The human girl. Small and pale, with hair that drifted around her like copper-touched seaweed—long hair, longer than mosthumans kept it, floating in the water like something alive. She'd swum down from the ship above. I'd been tracking it for days, waiting for one of the crew to fall overboard, an easy meal. And she'd gone deeper than humans usually ventured. Brave or foolish, I hadn't yet decided.

It didn't matter. Food was food.

I'd positioned myself in the shadows, letting the darkness of the deep hide me. She wouldn't see me until it was too late. My claws had flexed, my body coiling to strike?—

Then she'd looked up. Directly at me. Her eyes were blue. Pale blue, like shallow water, like sky reflected on the surface. They should have gone wide with terror. She should have screamed bubbles, or thrashed, or frozen in that helpless way prey did when they finally understood their death was upon them.

She didn't. She looked at me like I was wonderful. I'd seen many expressions on human faces in the moments before I killed them. Fear, mostly. Sometimes anger, or denial, or desperate pleading. But never wonder. Never that soft, awed expression, like she was seeing something miraculous instead of monstrous.

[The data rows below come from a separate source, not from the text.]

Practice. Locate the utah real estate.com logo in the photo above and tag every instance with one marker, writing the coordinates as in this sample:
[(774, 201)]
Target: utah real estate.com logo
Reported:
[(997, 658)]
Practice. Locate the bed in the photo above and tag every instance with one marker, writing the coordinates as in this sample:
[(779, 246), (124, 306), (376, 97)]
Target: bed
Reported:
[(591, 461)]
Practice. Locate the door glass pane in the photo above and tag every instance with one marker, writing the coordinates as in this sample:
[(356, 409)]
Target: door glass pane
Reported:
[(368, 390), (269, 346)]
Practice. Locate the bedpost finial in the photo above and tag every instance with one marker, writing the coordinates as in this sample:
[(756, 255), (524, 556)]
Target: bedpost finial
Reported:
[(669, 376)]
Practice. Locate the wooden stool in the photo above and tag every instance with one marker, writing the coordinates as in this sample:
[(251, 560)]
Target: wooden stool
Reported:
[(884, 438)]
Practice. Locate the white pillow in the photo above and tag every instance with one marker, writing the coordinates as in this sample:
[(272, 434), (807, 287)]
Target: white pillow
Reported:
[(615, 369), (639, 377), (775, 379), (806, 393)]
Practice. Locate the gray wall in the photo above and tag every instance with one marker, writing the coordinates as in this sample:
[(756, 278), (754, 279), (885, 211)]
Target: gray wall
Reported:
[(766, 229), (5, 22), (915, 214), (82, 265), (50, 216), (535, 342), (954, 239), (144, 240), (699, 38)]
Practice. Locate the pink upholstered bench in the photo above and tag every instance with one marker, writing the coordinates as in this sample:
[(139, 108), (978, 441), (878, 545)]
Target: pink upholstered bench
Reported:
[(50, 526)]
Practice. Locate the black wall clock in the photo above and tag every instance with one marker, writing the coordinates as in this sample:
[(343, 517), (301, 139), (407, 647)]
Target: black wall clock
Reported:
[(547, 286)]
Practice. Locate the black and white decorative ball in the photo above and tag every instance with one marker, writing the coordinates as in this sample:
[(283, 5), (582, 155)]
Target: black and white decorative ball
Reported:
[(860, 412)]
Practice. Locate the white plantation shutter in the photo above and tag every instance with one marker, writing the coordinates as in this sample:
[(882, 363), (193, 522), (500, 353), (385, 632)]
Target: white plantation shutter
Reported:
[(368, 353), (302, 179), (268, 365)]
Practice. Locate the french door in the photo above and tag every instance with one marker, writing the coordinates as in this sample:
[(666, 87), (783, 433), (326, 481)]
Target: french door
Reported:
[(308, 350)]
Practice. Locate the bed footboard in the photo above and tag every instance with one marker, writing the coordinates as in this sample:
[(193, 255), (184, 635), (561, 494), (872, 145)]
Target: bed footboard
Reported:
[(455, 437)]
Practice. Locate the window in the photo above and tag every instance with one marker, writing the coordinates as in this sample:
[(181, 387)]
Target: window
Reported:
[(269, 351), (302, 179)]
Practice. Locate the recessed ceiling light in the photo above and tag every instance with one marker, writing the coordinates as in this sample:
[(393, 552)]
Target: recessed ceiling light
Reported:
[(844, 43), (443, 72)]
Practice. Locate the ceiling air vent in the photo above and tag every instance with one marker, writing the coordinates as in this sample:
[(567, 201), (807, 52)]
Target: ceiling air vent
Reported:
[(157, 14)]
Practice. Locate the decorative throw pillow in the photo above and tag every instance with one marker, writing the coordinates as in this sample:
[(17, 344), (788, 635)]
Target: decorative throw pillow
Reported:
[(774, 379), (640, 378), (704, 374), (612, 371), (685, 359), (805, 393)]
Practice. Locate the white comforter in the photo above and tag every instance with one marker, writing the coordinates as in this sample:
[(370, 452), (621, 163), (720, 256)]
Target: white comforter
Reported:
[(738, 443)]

It stopped me. Froze me in place more effectively than any net or harpoon. I hung suspended in the water, unable to move, unable to process what I was seeing. Then she'd given me the pearl.

Just held it out. Offered it to me freely, like a gift, like it was the most natural thing in the world. Her lungs had to be burning, humans couldn't hold their breath for long, but she'd taken the time to set the pearl drifting toward me before she swam away.

She'd waved at me. A small, shy gesture, utterly ridiculous. Like we were neighbors passing on a reef. I hadn't moved until long after she'd disappeared back to the surface. Hadn't beencapable of moving. The pearl had sunk slowly through the water, and I'd caught it on instinct, and now here I was.